Тетя одарила его взглядом, от которого могла бы кровь застыть в жилах, но Рипли выдержал его, как выдерживал великое множество ранее, хотя мнение тети, конечно же, было для него чрезвычайно важно.
– По правде говоря, леди Энкастер, – начала Олимпия, – это я совершила глупость, а герцог, напротив…
– Ни слова больше! – оборвал ее Рипли.
– Герцог пытался спасти меня от меня же самой, даже образумить, – не обращая на его реплику внимания, продолжила девушка.
Некоторое время леди Джулия рассматривала их обоих, потом произнесла:
– Хью пытался вас образумить? Мой племянник? Этот никчемный верзила? Хотела бы я видеть это собственными глазами.
– Не уверен, что она совершила глупость, – заметил Рипли, – но, поскольку леди упорствовала, мне пришлось ее сопровождать.
– Это понятно, – отмахнулась пожилая дама. – А что потом? Ты довел девушку до того, что она пыталась тебя прикончить? – Леди нагнулась и осмотрела его ногу. – Отличная работа, леди Олимпия! А об ампутации вы не подумали?
– Не наводите ее на эту мысль! – возмутился Рипли. – Чтобы уладить дело, мне понадобятся все мои конечности. Именно этим я и собирался заняться сегодня же вечером, но судьба распорядилась иначе.
– Судьба, как же: надо было под ноги смотреть.
– Согласен, кроличью нору не заметил.
Он не стал говорить, что засмотрелся на леди Олимпию: красивую, отважную, да еще умевшую свистеть как мальчишка.
– Мы ловили сбежавшую собаку, которую обрели по случаю, – пояснила леди Олимпия, – и привезли ее собой. Я посоветовала Тьюксу запереть пса на конюшне, поскольку не уверена, что он хорошо обучен.
– Сбежавшая невеста, – сказала леди Энкастер. – И сбежавшая собака. Обездвиженный племянник. Похоже, сегодняшний вечер пройдет интересно как никогда. Пойдемте, леди Олимпия. Должно быть, вам ужасно хочется отдохнуть от общества моего племянника, не говоря уж о потребностях в незнакомом доме, без багажа, без служанки и прочего, что необходимо для хотя бы минимального комфорта.
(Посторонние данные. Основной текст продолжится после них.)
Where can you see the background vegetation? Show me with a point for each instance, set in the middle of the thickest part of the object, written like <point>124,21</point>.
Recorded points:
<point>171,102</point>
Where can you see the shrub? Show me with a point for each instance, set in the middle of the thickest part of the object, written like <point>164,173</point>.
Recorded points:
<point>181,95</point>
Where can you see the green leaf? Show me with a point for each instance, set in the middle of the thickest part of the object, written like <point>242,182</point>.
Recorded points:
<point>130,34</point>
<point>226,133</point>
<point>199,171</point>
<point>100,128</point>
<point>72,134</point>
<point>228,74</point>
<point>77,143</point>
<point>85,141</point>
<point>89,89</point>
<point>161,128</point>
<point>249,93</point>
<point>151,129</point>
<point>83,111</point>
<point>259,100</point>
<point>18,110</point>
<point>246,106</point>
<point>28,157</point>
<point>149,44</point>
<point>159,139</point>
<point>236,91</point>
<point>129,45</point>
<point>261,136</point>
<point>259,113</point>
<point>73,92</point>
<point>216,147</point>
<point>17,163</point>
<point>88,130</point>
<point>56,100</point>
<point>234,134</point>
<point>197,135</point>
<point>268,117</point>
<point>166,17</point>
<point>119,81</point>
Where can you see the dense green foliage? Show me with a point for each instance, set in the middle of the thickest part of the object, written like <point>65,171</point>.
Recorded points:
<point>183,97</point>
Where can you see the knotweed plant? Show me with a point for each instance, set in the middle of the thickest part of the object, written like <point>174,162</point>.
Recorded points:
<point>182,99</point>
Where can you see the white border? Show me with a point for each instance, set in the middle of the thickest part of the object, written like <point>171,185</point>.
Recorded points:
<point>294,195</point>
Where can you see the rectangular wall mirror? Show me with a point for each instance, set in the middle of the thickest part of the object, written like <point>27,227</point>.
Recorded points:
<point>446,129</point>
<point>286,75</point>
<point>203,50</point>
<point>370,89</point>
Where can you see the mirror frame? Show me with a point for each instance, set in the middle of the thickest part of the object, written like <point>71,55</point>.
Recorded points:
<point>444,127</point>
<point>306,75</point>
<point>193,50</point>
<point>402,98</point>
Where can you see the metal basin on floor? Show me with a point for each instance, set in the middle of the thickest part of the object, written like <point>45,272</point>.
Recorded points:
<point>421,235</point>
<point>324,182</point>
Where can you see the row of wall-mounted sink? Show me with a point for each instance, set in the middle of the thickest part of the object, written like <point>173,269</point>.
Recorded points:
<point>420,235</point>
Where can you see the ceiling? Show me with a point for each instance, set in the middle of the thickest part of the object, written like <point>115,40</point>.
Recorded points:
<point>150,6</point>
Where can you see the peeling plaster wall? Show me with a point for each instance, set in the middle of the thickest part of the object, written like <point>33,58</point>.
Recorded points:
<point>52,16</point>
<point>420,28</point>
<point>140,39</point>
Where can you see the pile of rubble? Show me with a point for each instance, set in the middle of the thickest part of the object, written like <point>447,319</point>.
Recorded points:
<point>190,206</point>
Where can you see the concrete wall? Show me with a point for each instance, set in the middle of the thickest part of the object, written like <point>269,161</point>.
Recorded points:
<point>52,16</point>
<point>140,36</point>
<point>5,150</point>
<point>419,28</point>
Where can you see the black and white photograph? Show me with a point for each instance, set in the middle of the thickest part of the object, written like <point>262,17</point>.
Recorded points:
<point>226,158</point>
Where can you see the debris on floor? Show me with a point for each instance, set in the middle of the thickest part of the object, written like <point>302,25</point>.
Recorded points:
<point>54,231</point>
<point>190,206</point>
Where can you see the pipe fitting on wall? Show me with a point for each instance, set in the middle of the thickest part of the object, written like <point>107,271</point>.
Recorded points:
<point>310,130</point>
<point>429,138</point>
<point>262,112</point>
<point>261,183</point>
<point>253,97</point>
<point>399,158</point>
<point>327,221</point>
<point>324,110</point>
– Мы уезжали в ужасной спешке, – объяснил Рипли. – Не было времени на…
– Право, Хью, я еще не совсем выжила из ума, – перебила его тетушка. – Не обязательно объяснять мне очевидные вещи. Слуга приготовит тебе постель в кабинете дяди. И если увижу, что ты пытаешься подняться наверх, я тебя пристрелю.
Дамы уже направились к лестнице, когда он окликнул леди Джулию:
– Кстати, где моя сестра?
– Алиса?
– У меня только одна сестра, насколько я знаю.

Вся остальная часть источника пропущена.